Я высунулась из укрытия, насколько это было возможно, пытаясь рассмотреть, что именно так разозлило чрезмерно строгого, на мой взгляд, монаха. Отобранный свиток, был больше похож на афишу, на котором красовалась милая девушка в некоем подобии одежды — короткая туника едва прикрывала бёдра, а её полупрозрачный верх откровенно обрисовывал форму груди, мелкие подробности девушки с плаката мне были не видны из моего укрытия.

— «До прелюбодеяния ещё далеко, и чего это он так завёлся?» — недоумённый голос «козы» явно сочувствовал покрасневшим послушникам. После того как их отчитали, они спешно удалились, оставляя меня, хоть и в укрытии, но одну наедине с блюстителем нравственности.

— Хм, такой у меня ещё нет, — глядя оценивающе на плакат, выдал он. Я присмотрелась повнимательнее, эта зараза, только что отругавшая ребят, чуть ли не слюни пускал, поглядывая на картинку, ещё и руками облапал несчастный плакат. А послушников вознамерился наказать и за меньшее. Ну погоди же у меня! Я живо разделась, оставшись только в нижнем белье, но преобразила только голову, на манер древнеегипетских богов — тело человека и голова какого-либо животного или птицы.

— Ах… — я громко и томно вздохнула. Монах подскочил, быстро пряча плакат.

— Кто здесь шляется в столь поздний час?

— Действительно и кто бы это мог быть… — проворковала я, каким только можно сладким до приторности голоском. Самой аж тошно стало, но «коза» мной просто гордилась.

— А, это ты Тилла, — он нехорошо так осклабился и двинулся в моём направлении.

— Э… мур… — сдуру ляпнула я, не зная что ответить. Тилла там у него какая-то, да? Наказать за прелюбодеяние говоришь… ну ладно, как скажешь!
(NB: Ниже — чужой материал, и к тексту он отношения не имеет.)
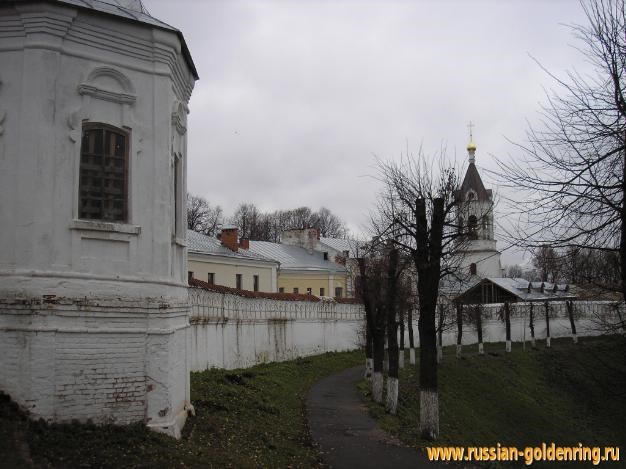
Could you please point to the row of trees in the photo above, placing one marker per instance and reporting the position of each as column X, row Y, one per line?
column 572, row 178
column 261, row 226
column 572, row 265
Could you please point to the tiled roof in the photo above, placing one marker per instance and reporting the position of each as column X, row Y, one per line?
column 342, row 245
column 294, row 257
column 516, row 286
column 202, row 244
column 135, row 11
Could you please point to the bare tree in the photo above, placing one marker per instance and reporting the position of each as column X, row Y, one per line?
column 574, row 163
column 202, row 216
column 417, row 209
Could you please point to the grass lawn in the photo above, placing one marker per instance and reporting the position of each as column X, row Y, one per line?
column 244, row 418
column 566, row 395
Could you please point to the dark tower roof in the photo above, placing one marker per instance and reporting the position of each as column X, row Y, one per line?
column 473, row 181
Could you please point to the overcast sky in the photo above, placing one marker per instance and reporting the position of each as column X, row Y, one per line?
column 296, row 97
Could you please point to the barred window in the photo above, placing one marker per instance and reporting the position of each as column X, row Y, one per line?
column 103, row 183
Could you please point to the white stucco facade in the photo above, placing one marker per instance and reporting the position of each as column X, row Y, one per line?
column 93, row 314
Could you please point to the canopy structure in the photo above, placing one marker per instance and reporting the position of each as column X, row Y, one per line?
column 512, row 290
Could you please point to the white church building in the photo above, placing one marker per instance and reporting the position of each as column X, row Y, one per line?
column 477, row 256
column 93, row 298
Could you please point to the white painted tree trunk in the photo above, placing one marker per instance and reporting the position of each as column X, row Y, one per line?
column 377, row 386
column 429, row 414
column 369, row 368
column 391, row 403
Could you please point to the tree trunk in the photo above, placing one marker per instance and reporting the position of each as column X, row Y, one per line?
column 392, row 332
column 411, row 338
column 622, row 242
column 440, row 335
column 401, row 351
column 531, row 325
column 546, row 306
column 507, row 322
column 427, row 259
column 369, row 352
column 479, row 329
column 570, row 314
column 377, row 377
column 459, row 329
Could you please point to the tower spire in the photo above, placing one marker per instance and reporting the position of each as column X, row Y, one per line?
column 471, row 146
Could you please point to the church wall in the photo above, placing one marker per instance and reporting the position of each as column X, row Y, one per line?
column 93, row 315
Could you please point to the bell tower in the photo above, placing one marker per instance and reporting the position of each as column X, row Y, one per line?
column 477, row 253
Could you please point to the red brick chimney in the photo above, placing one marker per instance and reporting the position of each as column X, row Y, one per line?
column 229, row 238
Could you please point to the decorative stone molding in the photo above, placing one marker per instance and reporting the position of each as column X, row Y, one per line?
column 125, row 94
column 179, row 117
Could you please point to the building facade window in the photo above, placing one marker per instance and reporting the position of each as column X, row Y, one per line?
column 103, row 177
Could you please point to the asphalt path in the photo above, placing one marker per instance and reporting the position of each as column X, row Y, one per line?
column 345, row 433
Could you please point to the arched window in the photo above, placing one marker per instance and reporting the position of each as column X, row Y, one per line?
column 472, row 227
column 103, row 180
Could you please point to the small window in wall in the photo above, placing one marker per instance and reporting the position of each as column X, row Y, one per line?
column 103, row 178
column 472, row 227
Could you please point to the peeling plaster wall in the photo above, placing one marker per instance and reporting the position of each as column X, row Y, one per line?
column 93, row 315
column 243, row 343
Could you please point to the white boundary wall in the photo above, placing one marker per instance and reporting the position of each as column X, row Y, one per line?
column 230, row 331
column 588, row 318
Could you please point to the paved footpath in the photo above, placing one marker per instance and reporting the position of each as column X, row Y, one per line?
column 347, row 436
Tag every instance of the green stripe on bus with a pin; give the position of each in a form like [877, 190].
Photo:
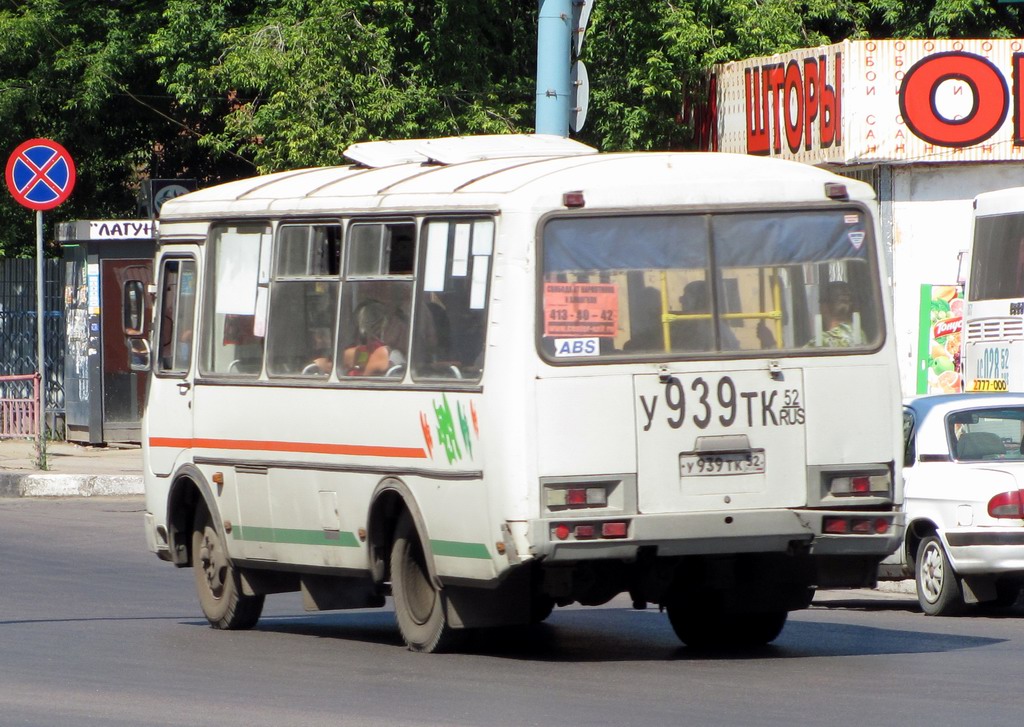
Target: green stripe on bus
[454, 549]
[340, 539]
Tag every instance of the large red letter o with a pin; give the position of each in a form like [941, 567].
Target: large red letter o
[916, 98]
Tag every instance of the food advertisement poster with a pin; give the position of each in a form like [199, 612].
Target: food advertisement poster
[939, 368]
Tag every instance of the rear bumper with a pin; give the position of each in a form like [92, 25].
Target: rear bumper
[985, 551]
[717, 532]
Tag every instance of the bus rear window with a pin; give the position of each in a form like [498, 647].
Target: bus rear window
[676, 286]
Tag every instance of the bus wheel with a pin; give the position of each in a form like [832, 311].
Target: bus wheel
[216, 581]
[707, 629]
[419, 606]
[938, 586]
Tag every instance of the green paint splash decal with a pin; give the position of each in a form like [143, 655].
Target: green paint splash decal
[455, 429]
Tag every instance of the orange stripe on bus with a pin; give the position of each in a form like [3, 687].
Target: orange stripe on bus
[293, 446]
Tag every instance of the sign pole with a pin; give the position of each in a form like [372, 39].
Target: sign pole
[40, 175]
[40, 341]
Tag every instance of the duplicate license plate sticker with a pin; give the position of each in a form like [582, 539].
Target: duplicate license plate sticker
[710, 464]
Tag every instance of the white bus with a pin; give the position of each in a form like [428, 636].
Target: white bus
[993, 302]
[491, 376]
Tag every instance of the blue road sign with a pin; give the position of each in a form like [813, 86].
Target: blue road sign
[40, 174]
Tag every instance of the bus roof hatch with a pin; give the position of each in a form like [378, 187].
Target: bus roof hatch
[456, 150]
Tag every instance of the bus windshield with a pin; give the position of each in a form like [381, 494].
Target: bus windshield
[657, 286]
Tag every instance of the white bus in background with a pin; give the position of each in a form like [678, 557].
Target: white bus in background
[491, 376]
[992, 353]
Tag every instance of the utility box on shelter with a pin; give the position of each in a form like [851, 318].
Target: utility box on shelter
[103, 398]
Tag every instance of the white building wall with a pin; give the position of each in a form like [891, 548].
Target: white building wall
[930, 221]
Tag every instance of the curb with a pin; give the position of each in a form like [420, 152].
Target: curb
[69, 485]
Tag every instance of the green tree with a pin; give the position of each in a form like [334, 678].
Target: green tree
[303, 79]
[217, 89]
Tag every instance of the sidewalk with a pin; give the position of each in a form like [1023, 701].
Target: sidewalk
[73, 470]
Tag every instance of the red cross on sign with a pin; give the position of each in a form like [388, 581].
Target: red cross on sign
[40, 174]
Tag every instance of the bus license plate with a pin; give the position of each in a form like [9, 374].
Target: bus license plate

— Ну выходи уже, я не подозревал, что ты и сегодня меня навестишь. — Он остановился невдалеке, пытаясь высмотреть, где я там есть. Из-за крайней, большой корзины показалась моя стройная ножка, согнутая в колени и медленно движущаяся наверх. Сквозь плетение корзины я увидела монаха, которого охватил столбняк…хорошо. Только вот самой бы не навернуться, пытаясь продемонстрировать стритизёрские кульбиты. Медленно опуская ногу, из-за корзины появилась рука, плавным, волнообразным движением поглаживая корзину. Я слегка повернулась боком к углу корзины, что позволило спине и пятой точке мелькнуть из-за громенной плетёной конструкции, за которой я и укрывала остальные части тела.

— Иди же ко мне моя безобразница. — Сказав это, монах, подобрав полы рясы активно двинул в мою сторону, и всё бы ничего, но рясу он задрал уже по пояс и явно норовил продолжить оголение телесов.

— Ааа… мама… — я активно подала назад, но в спешке задела ряд корзин и они свалились мне на голову. Я хотела подобрать свои вещи и сменить дислокацию, дабы потом завершить начатое… хотела, но одна из корзинок свалившейся кипы по закону подлости оделась на голову. Свой человеческий облик я никак не могла показывать, а рога активно мешали освободиться от корзинки.

— Ну, куда же ты козочка моя? — монах с задатками сексуального маньяка похоже и не думал оставить свои помыслы неосуществлёнными.